Visit https://github.com/MathBioCU/WSINDy_PDE or try running research/WSINDy_PDE_JCP/wsindy_pde_script_nPIML.m (MATLAB required) to enable the extension to the convolutional weak formulation (CWF).

[Step 3] Mostly in kuramoto-sivashinsky-solver/

  • KdV (a recommended demo): ls kdv_pinn_2000_pub.py kdv_pinn_2000_pub_20220517.py
  • KS: ls deephpm_KS_chaotic_learned_coeffs_*_new.py deephpm_KS_chaotic_learned_coeffs_more_noise.py
  • QHO: ls qho_pinn_learned_coeffs_20220613.py
  • NLS: nls_pinn_learned_coeffs_20220614.py

Code regarding all the three steps of Burgers' PDE example resides in Multi-task-Physics-informed-neural-networks/inverse_burgers/.
Step 1: ls abess-approx_l0-gammaSwish-clean-DEMO-kappa-20220429\ \(pub\)*.ipynb abess-approx_l0-gammaSwish-clean-DEMO-noise-tolerence*.ipynb
Step 2: ls Find\ lambda_str*.ipynb
Step 3: ls Final\ PINN-wiener-V2-less-samples-20220627-newpub*.ipynb Final\ PINN-Visualize\ noise\ \(freezed\ success\)-pub-reproduced20221204.ipynb. The last notebook is for the denoising visualization. You may start exploring the notebooks for Burgers' PDE discovery by installing torch==1.11.0.

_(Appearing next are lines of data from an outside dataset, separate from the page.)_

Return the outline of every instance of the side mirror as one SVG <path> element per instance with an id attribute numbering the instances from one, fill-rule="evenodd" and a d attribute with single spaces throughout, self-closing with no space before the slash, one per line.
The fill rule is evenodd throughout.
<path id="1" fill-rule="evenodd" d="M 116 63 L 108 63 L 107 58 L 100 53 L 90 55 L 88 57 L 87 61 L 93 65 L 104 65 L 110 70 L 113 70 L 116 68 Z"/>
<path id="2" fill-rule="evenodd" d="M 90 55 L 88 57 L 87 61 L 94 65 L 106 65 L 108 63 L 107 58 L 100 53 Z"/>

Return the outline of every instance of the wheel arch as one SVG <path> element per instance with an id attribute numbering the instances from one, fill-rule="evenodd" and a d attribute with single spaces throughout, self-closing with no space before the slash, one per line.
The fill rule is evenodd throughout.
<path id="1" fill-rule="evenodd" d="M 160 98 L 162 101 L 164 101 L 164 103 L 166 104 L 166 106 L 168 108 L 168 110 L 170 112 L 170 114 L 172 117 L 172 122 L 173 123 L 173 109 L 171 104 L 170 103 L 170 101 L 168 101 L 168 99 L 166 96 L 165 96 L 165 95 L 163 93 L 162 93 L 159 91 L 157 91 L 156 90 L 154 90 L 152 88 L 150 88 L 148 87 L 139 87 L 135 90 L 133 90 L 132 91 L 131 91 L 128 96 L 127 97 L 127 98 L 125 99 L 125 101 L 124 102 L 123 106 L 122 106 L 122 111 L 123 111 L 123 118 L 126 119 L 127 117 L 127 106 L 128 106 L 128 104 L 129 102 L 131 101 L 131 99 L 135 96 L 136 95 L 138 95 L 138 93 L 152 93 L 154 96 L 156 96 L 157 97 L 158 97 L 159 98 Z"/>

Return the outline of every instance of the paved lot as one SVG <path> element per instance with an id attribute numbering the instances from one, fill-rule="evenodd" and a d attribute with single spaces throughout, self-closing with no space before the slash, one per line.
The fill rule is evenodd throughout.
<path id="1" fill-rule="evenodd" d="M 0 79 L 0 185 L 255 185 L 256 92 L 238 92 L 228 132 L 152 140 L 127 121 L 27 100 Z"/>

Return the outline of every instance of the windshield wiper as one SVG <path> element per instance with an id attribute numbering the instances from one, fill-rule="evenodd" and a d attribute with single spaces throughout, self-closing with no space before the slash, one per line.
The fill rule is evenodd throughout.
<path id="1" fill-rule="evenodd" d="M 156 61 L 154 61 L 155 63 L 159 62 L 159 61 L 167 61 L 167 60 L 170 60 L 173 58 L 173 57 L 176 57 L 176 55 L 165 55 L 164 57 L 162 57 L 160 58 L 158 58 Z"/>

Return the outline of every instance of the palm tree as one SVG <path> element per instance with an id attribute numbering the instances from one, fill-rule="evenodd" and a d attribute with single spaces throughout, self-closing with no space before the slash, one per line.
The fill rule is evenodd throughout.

Concerning the appendix section >>> Code for the appendix section is all in research/PDE-FIND/ (a clone of the PDE-FIND repository).

  1. Nonlinear Diffusion: ls Nonlinear-Diffusion-visual-nPIML.ipynb
  2. Navier Stokes: ls Navier-Stokes\ with\ noise\ original\ data*.ipynb
  3. 2D Reaction Diffusion: ls Reaction-Diffusion-2D-big-nPIML-pub*.ipynb
  4. 3D Reaction Diffusion: ls Reaction-Diffusion-3D-nPIML.ipynb

Please install research/l0bnb_algos/v2/l0bnb and research/abess/python for running the best-subset regression solvers. The notebooks from 1. to 4. import best_subset.py (in research/parametric-discovery/), which has helper fuctions (e.g., backward_refinement) written for utilization with the best-subset solvers. To use the weak formulation (WF) algorithm, install research/pysindy. Since these repositories are open sources, you may update them by git pull.
Specification of the conda environment (namely "py3.7") used only for producing the results in the paper's appendix section is given in env_spec.
Please be aware that an act of using external libraries is under their licenses provided in the associated directories.

Notes

  • In this work, hidden weights are initialized usually by either the uniform Xavier or default function PyTorch provides for building a linear layer.
  • Any dubiousness, questions or requests may be forwarded to the corresponding author. Feel free to create an issue on this repository if you have trouble downloading the source codes.
  • Erratum: "the preselector networks" in Figure 15 should be "the projection networks."